265430 Uncovering geographical clustering of childhood obesity and childhood obesity disparities using hierarchical spatial models

Wednesday, October 31, 2012 : 11:30 AM - 11:50 AM

Brisa N. Sanchez, PhD , Department of Biostatistics, University of Michigan, Ann Arbor, MI
Despite well documented race/ethnic disparities in childhood obesity, and studies suggesting differences in geographical clustering of obesity prevalence by race/ethnicity, no studies have rigorously tested if geographic patterns in obesity prevalence differ significantly by race/ethnicity owing, in part, to the lack of methods to do so. Significant race/ethnic differences in the geographical patterning of obesity trends can shed light into salient environmental causes of persisting disparities.
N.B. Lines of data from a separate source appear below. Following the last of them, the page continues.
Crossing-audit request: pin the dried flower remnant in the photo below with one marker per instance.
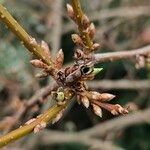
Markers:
(58, 116)
(40, 127)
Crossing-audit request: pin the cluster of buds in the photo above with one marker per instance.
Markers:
(142, 61)
(98, 101)
(47, 70)
(84, 39)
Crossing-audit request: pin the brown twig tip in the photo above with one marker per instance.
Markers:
(39, 127)
(46, 49)
(97, 110)
(38, 64)
(70, 11)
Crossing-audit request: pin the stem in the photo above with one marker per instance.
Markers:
(22, 35)
(79, 17)
(112, 56)
(26, 129)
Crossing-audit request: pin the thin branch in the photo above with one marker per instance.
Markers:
(26, 129)
(112, 56)
(120, 84)
(57, 27)
(119, 123)
(41, 94)
(55, 137)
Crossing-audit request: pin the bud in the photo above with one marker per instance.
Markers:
(79, 54)
(42, 74)
(59, 59)
(30, 121)
(97, 70)
(38, 64)
(140, 62)
(85, 101)
(96, 46)
(91, 30)
(97, 110)
(39, 127)
(85, 21)
(79, 99)
(77, 40)
(121, 110)
(58, 117)
(46, 49)
(32, 41)
(93, 95)
(70, 11)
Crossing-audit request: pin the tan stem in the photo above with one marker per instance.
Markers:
(79, 17)
(45, 117)
(23, 36)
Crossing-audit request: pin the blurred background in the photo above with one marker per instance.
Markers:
(121, 25)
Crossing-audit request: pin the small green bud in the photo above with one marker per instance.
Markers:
(97, 70)
(60, 96)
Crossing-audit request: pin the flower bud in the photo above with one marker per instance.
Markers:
(58, 117)
(85, 21)
(91, 30)
(38, 64)
(85, 101)
(97, 110)
(106, 97)
(96, 46)
(77, 40)
(42, 74)
(46, 49)
(70, 11)
(39, 127)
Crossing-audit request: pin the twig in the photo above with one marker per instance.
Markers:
(43, 118)
(23, 36)
(112, 56)
(119, 123)
(54, 137)
(131, 12)
(41, 94)
(120, 84)
(57, 27)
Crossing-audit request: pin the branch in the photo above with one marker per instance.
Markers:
(120, 84)
(119, 123)
(41, 94)
(55, 137)
(112, 56)
(43, 118)
(131, 12)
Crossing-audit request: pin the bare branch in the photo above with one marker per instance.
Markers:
(119, 123)
(120, 84)
(112, 56)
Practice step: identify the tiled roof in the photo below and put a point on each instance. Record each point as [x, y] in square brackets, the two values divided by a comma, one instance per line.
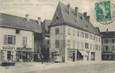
[62, 17]
[108, 34]
[11, 21]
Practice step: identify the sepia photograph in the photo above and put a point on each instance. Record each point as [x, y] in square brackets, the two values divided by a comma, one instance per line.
[57, 36]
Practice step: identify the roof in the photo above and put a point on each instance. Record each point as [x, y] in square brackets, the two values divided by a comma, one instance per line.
[62, 17]
[15, 22]
[108, 34]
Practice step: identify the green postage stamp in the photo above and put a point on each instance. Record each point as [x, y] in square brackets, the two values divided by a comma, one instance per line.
[103, 11]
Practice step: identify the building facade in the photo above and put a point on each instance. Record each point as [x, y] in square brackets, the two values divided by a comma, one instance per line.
[73, 37]
[17, 38]
[108, 45]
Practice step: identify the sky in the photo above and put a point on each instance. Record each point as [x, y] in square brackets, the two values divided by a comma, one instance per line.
[46, 8]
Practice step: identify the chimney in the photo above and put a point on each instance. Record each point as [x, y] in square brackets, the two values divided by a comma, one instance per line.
[88, 18]
[76, 11]
[27, 17]
[68, 7]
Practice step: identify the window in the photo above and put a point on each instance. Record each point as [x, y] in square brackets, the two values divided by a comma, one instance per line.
[57, 31]
[86, 45]
[9, 39]
[57, 44]
[24, 41]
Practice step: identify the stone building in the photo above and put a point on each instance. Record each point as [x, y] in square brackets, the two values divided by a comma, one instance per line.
[73, 37]
[108, 45]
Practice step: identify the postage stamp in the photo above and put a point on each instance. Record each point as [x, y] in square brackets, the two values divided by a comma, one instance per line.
[103, 11]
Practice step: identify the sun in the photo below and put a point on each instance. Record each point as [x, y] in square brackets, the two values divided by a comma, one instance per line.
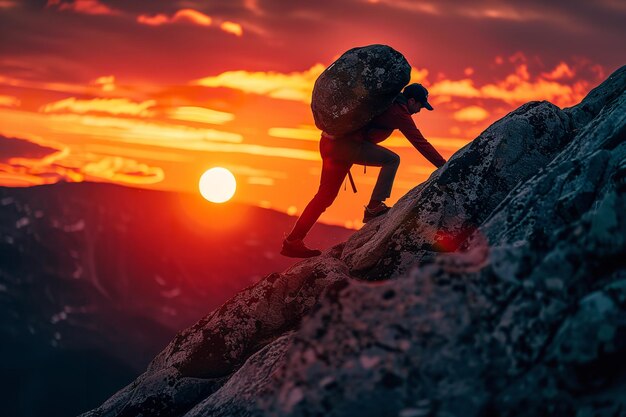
[217, 185]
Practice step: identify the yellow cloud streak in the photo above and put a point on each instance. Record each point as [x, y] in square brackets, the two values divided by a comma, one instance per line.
[9, 101]
[233, 28]
[296, 86]
[200, 115]
[471, 114]
[301, 133]
[105, 105]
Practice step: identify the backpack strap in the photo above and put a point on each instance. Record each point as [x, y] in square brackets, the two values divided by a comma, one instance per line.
[351, 181]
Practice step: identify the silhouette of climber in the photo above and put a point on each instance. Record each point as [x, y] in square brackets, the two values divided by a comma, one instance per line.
[361, 147]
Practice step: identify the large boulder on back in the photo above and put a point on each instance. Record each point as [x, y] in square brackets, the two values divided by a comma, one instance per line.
[357, 87]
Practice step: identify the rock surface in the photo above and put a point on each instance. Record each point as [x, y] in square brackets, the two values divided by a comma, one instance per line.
[357, 87]
[503, 294]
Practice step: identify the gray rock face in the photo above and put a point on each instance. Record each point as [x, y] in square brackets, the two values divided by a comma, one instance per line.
[508, 295]
[357, 87]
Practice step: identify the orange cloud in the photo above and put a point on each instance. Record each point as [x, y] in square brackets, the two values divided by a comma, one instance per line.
[302, 133]
[118, 169]
[233, 28]
[184, 15]
[471, 114]
[93, 7]
[297, 86]
[518, 87]
[560, 71]
[102, 105]
[200, 115]
[9, 101]
[138, 131]
[7, 4]
[418, 75]
[107, 83]
[459, 88]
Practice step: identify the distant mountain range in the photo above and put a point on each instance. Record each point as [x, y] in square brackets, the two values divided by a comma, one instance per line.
[495, 288]
[96, 278]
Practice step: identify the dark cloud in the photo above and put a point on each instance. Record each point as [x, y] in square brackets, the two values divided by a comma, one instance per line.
[292, 36]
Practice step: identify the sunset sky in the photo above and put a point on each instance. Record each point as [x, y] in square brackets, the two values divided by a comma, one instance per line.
[152, 93]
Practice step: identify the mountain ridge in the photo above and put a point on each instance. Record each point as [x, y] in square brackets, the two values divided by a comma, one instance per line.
[503, 293]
We present multi-level logistic regression models with spatially-autocorrelated random effects to study the geographical patterning of obesity prevalence among children in the State of California, and to examine if geographical patterning in race-ethnic disparities in obesity rates exists. Although the models are complex, model results can be displayed using existing mapping methodologies and are therefore friendly to a wide variety of users.

Learning Areas:
Biostatistics, economics
Chronic disease management and prevention
Epidemiology
Public health or related research

Learning Objectives:
Describe the use of spatial models in quantifiying obesity disparities across geographical areas

Presenting author's disclosure statement:

Qualified on the content I am responsible for because: I have a PhD in biostatistics, and was the primary author of the work presented
Any relevant financial relationships? No

I agree to comply with the American Public Health Association Conflict of Interest and Commercial Support Guidelines, and to disclose to the participants any off-label or experimental uses of a commercial product or service discussed in my presentation.